You don’t know this but I still have nightmares about you. Whisked back unwillingly to a time when I was small and you were big and strong and powerful. I wake up bathed in a cold sweat, relieved at finding myself in my own bed in my own house. The man who changed everything lying by my side. Kids sleeping soundly, my daughter snuggled next to me with her nose in my armpit. I look at them and know that they are safe.
The dreams are not the worst of what happened. They are not dramatic – no blood or broken bones, but rather a reminder of the constant state of fear in which I lived. A fear that surrounded me so completely that I often failed to notice its existence. It was the scenery of my childhood, so all pervasive that I couldn’t see it until I left home and the landscape changed. When I moved into my new home with my future husband, I swore that I would leave the fear behind and we created a life together built on a promise of safety.
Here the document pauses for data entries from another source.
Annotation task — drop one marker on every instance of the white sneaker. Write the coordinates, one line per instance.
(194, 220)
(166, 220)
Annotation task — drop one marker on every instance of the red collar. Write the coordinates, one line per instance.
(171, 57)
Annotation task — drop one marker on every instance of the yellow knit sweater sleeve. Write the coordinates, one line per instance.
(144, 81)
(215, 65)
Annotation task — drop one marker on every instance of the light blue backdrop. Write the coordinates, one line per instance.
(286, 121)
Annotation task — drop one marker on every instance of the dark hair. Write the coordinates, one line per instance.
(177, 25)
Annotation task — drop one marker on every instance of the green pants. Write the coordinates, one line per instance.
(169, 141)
A promise made and kept by a man who means what he says.
When I had my own kids, I promised them that they would never have to face feeling scared in their own home either. A basic tenet of parenting that most would take for granted, but not I. As I watch them grow, dragging me along on the magical journey of their childhoods, I find myself increasingly puzzled by your behaviour. The love I feel for them is immeasurable, the idea of hurting them anathema.
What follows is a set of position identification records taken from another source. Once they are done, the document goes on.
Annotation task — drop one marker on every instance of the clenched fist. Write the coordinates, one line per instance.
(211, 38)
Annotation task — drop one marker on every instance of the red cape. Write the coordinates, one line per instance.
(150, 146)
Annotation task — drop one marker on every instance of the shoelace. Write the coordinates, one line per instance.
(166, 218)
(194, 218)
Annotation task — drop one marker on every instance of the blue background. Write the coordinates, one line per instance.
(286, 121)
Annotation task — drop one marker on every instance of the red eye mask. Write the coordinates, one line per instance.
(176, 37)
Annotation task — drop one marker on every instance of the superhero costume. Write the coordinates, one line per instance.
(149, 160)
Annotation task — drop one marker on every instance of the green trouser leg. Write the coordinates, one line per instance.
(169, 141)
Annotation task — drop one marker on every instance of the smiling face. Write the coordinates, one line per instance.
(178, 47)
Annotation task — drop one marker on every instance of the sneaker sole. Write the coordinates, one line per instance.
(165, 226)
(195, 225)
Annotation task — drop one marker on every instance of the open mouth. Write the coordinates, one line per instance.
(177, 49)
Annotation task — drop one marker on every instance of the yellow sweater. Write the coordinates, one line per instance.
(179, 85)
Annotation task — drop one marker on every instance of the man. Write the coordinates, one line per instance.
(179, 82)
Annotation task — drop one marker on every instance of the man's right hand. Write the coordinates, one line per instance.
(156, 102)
You on the other hand, would make me cry with your cruel taunts, telling me that if I didn’t stop you’d give me something to cry for. If I was lucky you’d soften and tell me that it was all for my own good and that you were toughening me up for the ‘real world’. If only I had known then that you were the biggest challenge I would ever have to face. Nothing out here in the real world has the power to hurt me as much as you did. If I was unlucky I would be given the choice of the belt or the slipper and then sent to my room for some imagined wrong. I would climb into my wardrobe and hide at the back behind the clothes. Sobbing quietly. Wishing I could close my eyes and disappear.
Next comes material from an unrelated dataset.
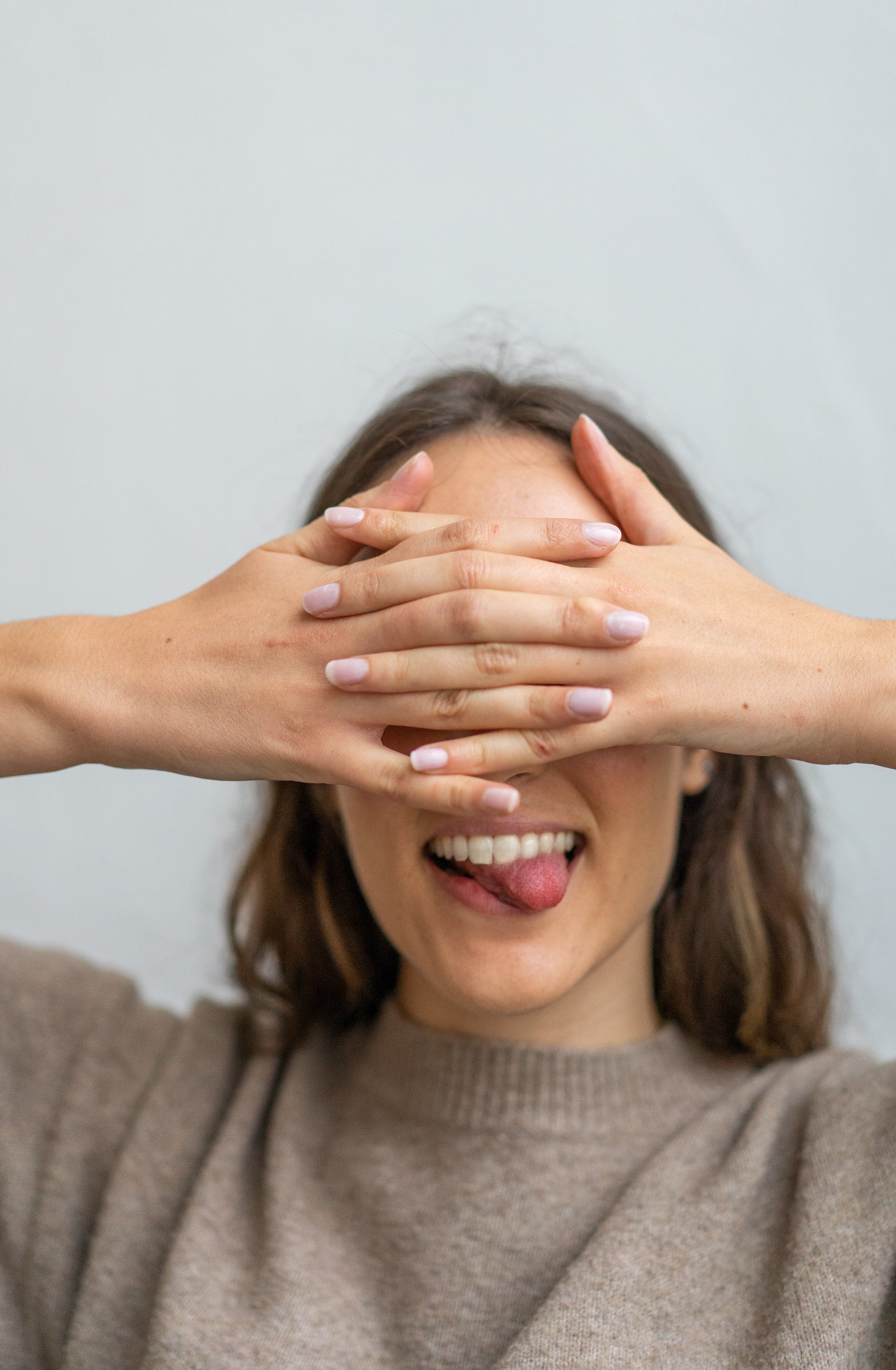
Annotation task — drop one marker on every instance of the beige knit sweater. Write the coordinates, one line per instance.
(401, 1199)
If we’d had you first we would never have had any other children you’d joke. Take a long walk off a short cliff. Go and play with the traffic or I’ll rip your arms off and hit you with the soggy ends. How you would laugh at your own wit. Always the joker, until I grew older and developed my own sharp tongue with which to retaliate. I soon learnt that things weren’t so funny then.
Your plan worked and I grew tough. I developed a hard and spiky shell and didn’t let anyone in. Years of emotional abuse meant that I blamed myself for your violence and thought myself worthless and unlovable. My defences began to feel like a cage and I struggled to be myself or express who I truly knew I was. When I met new people I would assume that they would automatically dislike me and that I would have to work to earn their approval. I couldn’t possibly let anyone realise this so I cultivated an air of bravado and pretended I didn’t give a shit. To my surprise, this worked. People thought I was strong and brave and even intimidating. I knew I was soft and warm but it was my secret. This was the real world after all.
I now know that the way you help kids to face the real world out there is to help them become the best versions of themselves they can be. You don’t achieve this by trying to rip them apart and build them in your own image but rather you nurture them and love them and make them feel like the most special person on the planet. This was your job and you failed miserably.
It is for these reasons that I feel I will have to respectfully decline the invitation to your 70th party, arriving so unceremoniously in the post last week. I can’t quite bring myself to tell you that I never want to see you again, but I know this is in part because I have been raised to put the needs of others before my own. Selfishly I worry that you might die and then I will regret these lost years when it is too late. This wasn’t an easy letter to write and I already know that I will never send it. Each time I break the silence on your abuse however, I feel as if I gain a little bit more power and the shame of the survivor lifts. For this I am truly grateful.